Configuring Replicated Tables
Replicated tables in ClickHouse allow you to store copies of data on multiple nodes, ensuring their availability and fault tolerance. To create a replicated table, you must specify the ENGINE = ReplicatedMergeTree
parameters and set the paths to ClickHouse Keeper.
Example of a replicated table configuration:
CREATE TABLE example_table
(
id UInt32,
name String,
value Float32
)
ENGINE = ReplicatedMergeTree('/clickhouse/tables/{shard}/example_table', '{replica}')
ORDER BY id;
Description of ReplicatedMergeTree Parameters
/clickhouse/tables/{shard}/example_table
- The path to the table in ClickHouse Keeper. This parameter defines the path where the metadata of the replicated table is stored in ClickHouse Keeper.{shard}
- A variable that is automatically replaced with the identifier of the sharded node on which the table is created.example_table
- The name of the table. It must be the same for all replicas so that the system can correctly synchronize the data.{replica}
- A variable that is automatically replaced with the name or identifier of the specific node (replica) in the cluster.
Setting TTL (Time to live) for Data
Time to Live (TTL) in ClickHouse is a mechanism for automatically deleting or moving data after a specified time. TTL is set at the table or individual column level, specifying how long the data should be stored.

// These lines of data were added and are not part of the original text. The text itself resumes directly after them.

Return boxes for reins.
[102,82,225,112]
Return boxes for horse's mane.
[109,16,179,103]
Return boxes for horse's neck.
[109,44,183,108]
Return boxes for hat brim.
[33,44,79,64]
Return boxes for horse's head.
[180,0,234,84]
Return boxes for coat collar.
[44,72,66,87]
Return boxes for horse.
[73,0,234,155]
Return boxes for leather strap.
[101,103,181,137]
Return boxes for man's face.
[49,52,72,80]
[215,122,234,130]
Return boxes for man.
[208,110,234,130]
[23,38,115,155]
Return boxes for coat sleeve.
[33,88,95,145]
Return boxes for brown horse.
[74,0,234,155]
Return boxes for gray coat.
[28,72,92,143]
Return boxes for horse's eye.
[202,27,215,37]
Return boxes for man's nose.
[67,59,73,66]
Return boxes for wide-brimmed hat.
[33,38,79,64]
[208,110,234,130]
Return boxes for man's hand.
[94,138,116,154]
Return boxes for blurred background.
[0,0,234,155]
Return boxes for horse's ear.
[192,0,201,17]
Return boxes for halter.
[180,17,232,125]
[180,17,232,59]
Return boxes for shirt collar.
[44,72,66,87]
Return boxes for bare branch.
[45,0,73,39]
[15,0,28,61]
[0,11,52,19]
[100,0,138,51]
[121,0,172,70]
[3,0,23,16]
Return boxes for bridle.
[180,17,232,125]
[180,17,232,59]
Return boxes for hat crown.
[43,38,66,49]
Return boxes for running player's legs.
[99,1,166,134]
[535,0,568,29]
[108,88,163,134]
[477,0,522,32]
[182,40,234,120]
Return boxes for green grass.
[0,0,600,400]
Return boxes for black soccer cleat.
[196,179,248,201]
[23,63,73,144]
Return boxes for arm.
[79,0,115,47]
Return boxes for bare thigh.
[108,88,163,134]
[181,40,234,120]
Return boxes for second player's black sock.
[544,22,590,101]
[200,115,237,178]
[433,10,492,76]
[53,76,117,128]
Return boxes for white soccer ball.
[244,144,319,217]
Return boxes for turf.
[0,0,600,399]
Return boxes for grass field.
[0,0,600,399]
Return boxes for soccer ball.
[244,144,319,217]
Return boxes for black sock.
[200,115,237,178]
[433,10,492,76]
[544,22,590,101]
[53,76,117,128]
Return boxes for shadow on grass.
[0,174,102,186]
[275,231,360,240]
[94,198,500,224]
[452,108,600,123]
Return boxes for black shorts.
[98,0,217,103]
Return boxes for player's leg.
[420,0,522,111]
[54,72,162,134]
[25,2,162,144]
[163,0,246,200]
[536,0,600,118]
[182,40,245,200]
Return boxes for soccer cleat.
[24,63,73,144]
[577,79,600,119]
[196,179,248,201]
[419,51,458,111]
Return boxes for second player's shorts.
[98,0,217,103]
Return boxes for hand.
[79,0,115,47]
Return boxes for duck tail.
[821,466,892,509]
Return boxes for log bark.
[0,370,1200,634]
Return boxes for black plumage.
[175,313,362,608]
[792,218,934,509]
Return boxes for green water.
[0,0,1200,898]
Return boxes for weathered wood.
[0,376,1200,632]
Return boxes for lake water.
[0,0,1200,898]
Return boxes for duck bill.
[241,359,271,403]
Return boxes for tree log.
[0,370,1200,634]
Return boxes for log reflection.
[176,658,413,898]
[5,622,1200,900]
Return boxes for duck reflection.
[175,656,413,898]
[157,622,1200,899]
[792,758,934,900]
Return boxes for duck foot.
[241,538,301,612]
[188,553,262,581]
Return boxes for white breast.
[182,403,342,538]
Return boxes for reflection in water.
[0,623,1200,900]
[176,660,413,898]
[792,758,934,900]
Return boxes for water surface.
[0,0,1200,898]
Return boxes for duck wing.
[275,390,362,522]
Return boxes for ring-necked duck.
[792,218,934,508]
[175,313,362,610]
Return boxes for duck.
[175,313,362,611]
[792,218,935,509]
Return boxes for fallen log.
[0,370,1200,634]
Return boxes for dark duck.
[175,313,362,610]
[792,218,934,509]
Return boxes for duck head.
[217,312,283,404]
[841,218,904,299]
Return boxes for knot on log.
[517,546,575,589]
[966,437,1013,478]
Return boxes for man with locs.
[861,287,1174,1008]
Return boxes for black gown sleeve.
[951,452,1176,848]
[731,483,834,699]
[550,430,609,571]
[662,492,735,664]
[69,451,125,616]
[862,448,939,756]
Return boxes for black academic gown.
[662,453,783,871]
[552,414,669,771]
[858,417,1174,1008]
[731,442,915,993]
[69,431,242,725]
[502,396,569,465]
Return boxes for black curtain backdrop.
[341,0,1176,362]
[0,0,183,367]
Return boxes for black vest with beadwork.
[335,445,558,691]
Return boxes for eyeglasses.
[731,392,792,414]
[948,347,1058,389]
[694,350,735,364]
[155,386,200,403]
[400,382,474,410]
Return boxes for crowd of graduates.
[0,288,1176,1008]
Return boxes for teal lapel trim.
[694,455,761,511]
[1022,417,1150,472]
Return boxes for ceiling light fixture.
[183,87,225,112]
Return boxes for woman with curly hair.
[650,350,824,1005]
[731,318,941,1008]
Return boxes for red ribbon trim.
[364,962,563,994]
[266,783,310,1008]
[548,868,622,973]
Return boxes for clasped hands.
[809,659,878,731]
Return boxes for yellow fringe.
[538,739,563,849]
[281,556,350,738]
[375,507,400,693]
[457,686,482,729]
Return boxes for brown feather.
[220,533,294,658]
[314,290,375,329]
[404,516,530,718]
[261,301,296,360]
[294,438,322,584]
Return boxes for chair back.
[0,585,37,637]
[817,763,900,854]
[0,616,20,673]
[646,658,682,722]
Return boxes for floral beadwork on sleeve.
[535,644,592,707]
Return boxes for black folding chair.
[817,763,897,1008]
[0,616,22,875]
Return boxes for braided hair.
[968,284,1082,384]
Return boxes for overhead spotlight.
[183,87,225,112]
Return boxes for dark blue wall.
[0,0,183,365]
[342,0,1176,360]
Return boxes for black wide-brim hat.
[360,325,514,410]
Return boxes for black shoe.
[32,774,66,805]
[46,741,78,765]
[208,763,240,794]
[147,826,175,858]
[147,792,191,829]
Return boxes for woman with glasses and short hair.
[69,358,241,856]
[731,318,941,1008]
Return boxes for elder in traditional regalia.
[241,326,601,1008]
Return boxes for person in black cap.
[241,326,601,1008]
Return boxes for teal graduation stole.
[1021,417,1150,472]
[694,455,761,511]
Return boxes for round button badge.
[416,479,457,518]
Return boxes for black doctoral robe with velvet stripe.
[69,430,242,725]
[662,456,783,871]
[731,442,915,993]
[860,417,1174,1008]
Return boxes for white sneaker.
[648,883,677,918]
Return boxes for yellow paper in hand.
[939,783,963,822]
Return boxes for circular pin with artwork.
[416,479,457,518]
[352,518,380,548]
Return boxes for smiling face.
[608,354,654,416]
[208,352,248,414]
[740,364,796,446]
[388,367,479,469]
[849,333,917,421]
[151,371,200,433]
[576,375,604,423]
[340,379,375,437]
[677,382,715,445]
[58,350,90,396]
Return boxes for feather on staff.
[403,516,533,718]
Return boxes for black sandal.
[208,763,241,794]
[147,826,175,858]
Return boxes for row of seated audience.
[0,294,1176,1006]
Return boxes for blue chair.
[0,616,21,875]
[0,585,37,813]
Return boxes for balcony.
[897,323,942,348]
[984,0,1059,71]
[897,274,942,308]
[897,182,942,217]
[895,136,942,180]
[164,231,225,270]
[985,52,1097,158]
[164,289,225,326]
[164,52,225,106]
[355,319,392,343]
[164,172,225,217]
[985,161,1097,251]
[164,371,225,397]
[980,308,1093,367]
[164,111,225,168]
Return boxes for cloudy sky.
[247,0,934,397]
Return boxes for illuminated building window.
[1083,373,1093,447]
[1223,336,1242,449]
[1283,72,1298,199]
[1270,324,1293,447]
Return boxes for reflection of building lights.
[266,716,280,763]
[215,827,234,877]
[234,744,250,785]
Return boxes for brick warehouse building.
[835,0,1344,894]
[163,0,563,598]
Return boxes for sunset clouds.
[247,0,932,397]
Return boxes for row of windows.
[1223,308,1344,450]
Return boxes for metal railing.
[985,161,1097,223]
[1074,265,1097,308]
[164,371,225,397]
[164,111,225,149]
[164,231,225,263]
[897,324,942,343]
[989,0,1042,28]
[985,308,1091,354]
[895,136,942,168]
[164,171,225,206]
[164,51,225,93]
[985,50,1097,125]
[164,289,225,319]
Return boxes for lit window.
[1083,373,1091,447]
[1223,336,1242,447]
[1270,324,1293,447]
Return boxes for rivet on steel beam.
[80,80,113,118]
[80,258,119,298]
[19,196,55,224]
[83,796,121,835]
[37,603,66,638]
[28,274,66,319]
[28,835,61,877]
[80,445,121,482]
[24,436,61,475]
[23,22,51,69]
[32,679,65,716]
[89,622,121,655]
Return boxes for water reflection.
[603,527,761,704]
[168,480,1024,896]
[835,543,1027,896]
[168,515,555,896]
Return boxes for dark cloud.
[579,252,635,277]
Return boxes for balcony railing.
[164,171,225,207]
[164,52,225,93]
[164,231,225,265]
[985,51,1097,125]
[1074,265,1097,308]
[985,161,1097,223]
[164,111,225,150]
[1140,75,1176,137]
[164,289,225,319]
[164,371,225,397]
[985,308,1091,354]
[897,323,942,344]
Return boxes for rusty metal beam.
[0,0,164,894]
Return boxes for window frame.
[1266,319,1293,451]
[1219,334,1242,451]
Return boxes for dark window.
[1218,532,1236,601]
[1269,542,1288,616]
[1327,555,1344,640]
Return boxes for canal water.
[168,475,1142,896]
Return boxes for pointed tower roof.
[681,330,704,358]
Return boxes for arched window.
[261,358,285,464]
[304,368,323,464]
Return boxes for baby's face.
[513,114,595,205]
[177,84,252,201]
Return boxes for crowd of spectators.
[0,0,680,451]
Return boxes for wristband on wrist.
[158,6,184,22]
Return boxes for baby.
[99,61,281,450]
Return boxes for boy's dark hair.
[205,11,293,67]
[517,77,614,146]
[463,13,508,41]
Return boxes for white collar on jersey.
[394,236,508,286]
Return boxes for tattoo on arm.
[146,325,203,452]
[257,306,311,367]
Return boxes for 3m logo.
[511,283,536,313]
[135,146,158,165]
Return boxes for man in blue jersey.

Creating a Table with TTL Parameters
Example of creating a table with TTL settings:
CREATE TABLE example_table
(
id UInt32,
name String,
timestamp DateTime
)
ENGINE = MergeTree()
PARTITION BY toYYYYMM(timestamp)
ORDER BY id
TTL timestamp + INTERVAL 1 MONTH
SETTINGS storage_policy = 'default';
TTL timestamp + INTERVAL 1 MONTH
- This expression defines the rule for automatic data deletion. All rows where the timestamp stored in the timestamp
column is older than 1 month from the current date will be automatically deleted.
Example of Setting TTL for an Existing Table
Applying TTL parameters to an existing table:
ALTER TABLE example_table
MODIFY TTL timestamp + INTERVAL 1 MONTH;
After applying TTL, you can check that the settings have been applied correctly:
SHOW CREATE TABLE example_table;
In the output of the command, you should see the TTL section with your settings.